From: Alex van den Bogaerdt (no email)
Date: Tue Jun 01 2004 - 12:05:37 EDT
On Wed, May 26, 2004 at 10:55:01AM +0200, Andrzej Kukula wrote:
> A question: what particular problem that might concern majority of Postfix
> users is OP trying to solve???
Changing the message header for mail in-transit, or rather avoiding it.

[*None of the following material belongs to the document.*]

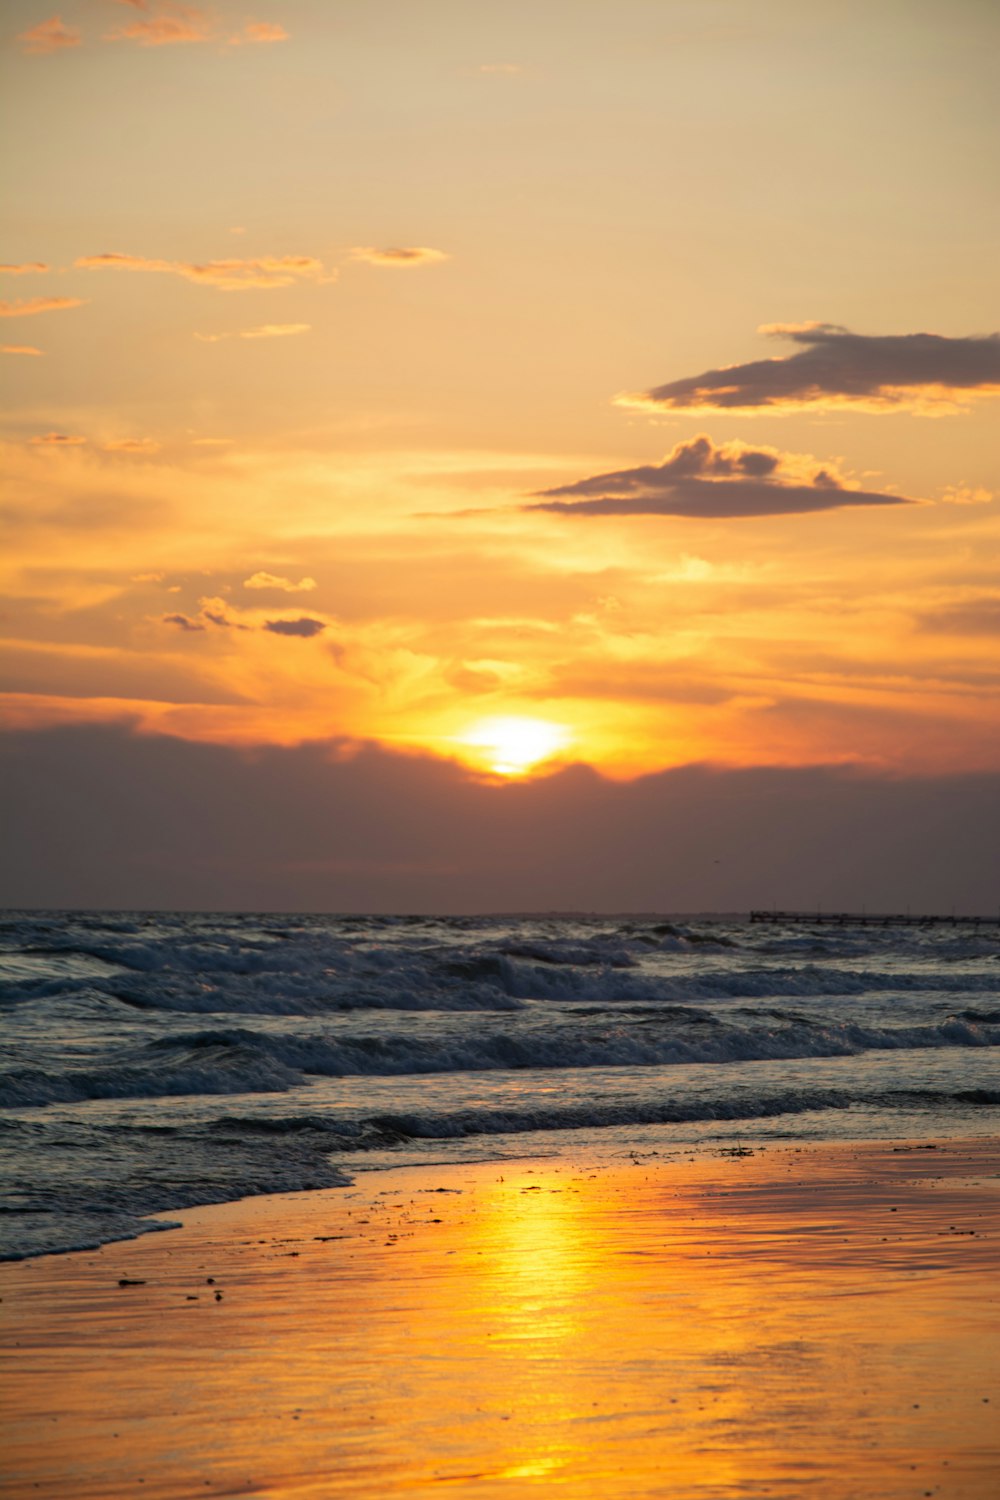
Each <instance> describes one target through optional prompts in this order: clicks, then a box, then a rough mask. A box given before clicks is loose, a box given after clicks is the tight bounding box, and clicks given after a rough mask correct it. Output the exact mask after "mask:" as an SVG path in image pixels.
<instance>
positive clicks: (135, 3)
mask: <svg viewBox="0 0 1000 1500" xmlns="http://www.w3.org/2000/svg"><path fill="white" fill-rule="evenodd" d="M124 3H126V5H130V9H133V10H147V6H145V5H142V3H138V5H136V3H135V0H124ZM210 36H211V23H210V20H208V17H207V15H205V12H204V10H198V9H196V7H195V6H187V5H163V6H162V7H160V10H159V12H157V13H156V15H150V17H148V18H145V20H141V21H129V24H127V26H120V27H118V28H117V30H115V31H109V33H108V34H106V36H105V42H136V43H138V45H139V46H174V45H177V43H178V42H207V40H208V39H210Z"/></svg>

RFC2821 applies (and postfix claims conformance IMHO):
There's a strong ` MUST NOT ' in the next snippet. There's also a warning
about having to be cautious because it's easy to get it wrong. And indeed
postfix gets it wrong IMHO.
" The following changes to a message being processed MAY be applied
when necessary by an originating SMTP server, or one used as the
target of SMTP as an initial posting protocol:
- Addition of a message-id field when none appears
- Addition of a date, time or time zone when none appears
- Correction of addresses to proper FQDN format
The less information the server has about the client, the less likely
these changes are to be correct and the more caution and conservatism
should be applied when considering whether or not to perform fixes
and how. These changes MUST NOT be applied by an SMTP server that
provides an intermediate relay function.
"
Note that "the following changes" are allowed at the origin, not on an
intermediate relay!
A spammer sends mail with just a bare "From: spammer" as the RFC822
sender address. Postfix appends $myorigin to it. Users get mail
from a supposedly local user. Difficult to explain to them *that*
postfix adds its own name, not possible to respond to the general
response of "But... thats stupid. Why does it do that?"
Message-Id is similar, now $myhostname is appended.
Workarounds have proven to be problematic. An extra instance, or
some /etc/postfix/master.cf changes, make it possible to change
the appended text. Extreme caution is needed for bounces, double
bounces and aliases (especially aliases).
> Maybe instead he would invent something to stop 100% of spam ;)
That is already invented, it is called a wire cutter. Apply to
the receiving mail gateway; then apply to any local spammer if at
all present. Bit drastic :)
Alex
-- I ask you to respect any "Reply-To" and "Mail-Follow-Up" headers. If you reply to me off-list, you'd better tell me you're doing so. If you don't, and if I reply to the list, that's your problem, not mine.